Common treatments for PTSD include mindfulness meditation and pharmacotherapy with SSRIs or SNRIs. Mindfulness meditation is generally well-tolerated with minimal side effects, though some individuals may experience temporary increases in anxiety or emotional discomfort as they become more aware of their thoughts and feelings. SSRIs and SNRIs, while effective, can have side effects such as nausea, insomnia, sexual dysfunction, and increased risk of bleeding. These medications may also cause withdrawal symptoms if discontinued abruptly. Combining mindfulness practices with pharmacotherapy can help manage PTSD symptoms while potentially mitigating some of the side effects associated with medication alone.

What prior FDA approvals exist?

The FDA has approved several medications for the treatment of Post-Traumatic Stress Disorder (PTSD), including selective serotonin reuptake inhibitors (SSRIs) such as sertraline and paroxetine.

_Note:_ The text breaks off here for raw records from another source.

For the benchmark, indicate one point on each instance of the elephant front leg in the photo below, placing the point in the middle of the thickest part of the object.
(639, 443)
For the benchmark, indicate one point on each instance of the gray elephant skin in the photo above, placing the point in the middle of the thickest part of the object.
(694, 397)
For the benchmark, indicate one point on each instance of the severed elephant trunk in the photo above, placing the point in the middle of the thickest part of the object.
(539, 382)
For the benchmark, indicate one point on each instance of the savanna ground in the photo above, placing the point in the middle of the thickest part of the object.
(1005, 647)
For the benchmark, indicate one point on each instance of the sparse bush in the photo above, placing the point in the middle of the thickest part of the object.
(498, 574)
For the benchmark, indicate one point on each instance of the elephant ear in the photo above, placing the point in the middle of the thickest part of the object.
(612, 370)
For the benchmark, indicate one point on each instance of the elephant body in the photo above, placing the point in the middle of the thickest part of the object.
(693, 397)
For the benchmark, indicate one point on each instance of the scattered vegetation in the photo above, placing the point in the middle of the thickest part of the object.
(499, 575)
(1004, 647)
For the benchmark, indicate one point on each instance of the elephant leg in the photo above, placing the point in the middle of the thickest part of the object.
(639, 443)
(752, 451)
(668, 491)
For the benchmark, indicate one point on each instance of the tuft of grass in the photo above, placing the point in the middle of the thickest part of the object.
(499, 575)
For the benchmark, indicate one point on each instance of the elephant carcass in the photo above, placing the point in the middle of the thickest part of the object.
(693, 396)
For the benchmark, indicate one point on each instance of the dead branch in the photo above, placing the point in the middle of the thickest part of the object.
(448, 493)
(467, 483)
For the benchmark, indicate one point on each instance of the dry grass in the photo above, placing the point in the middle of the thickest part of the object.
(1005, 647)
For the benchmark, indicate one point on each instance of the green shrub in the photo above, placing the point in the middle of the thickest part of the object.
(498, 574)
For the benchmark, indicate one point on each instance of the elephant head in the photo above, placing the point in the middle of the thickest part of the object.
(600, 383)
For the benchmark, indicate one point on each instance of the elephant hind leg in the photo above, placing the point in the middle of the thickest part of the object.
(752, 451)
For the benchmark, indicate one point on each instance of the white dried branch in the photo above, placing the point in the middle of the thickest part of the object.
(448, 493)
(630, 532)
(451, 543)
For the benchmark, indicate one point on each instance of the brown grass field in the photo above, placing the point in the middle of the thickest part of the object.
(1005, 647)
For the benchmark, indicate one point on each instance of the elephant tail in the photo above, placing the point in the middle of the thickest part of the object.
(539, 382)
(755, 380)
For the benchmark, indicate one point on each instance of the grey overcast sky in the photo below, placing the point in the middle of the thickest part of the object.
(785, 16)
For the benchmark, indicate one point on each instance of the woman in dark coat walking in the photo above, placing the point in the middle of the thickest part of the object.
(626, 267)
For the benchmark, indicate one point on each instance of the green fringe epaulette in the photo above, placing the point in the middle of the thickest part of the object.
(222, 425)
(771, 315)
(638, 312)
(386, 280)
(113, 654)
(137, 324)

These medications primarily address the chemical imbalances in the brain associated with PTSD. While the FDA has not specifically approved nature-based or virtual mindfulness interventions for PTSD, these approaches are being studied for their potential to reduce perceived stress and increase psychological resilience. Mindfulness-based stress reduction (MBSR) and other mindfulness techniques have shown promise in clinical trials for improving symptoms of PTSD, but they are generally considered complementary therapies rather than primary FDA-approved treatments.

What other types of research exist?

Promising novel alternatives for PTSD treatment in 2024 include: 1) Psilocybin-assisted psychotherapy, which has shown sustained reductions in psychiatric and existential distress in patients with life-threatening conditions. 2) MDMA-assisted psychotherapy, which has been recognized for its potential in treating PTSD, with expanded access programs approved by the FDA. 3) Cognitive Behavioral Therapy for Insomnia (CBT-I), which can address sleep-related issues often associated with PTSD and improve overall psychological well-being. 4) Mindfulness-Based Cognitive Therapy (MBCT), which has been effective in managing psychological distress and improving quality of life in cancer patients and could be adapted for PTSD.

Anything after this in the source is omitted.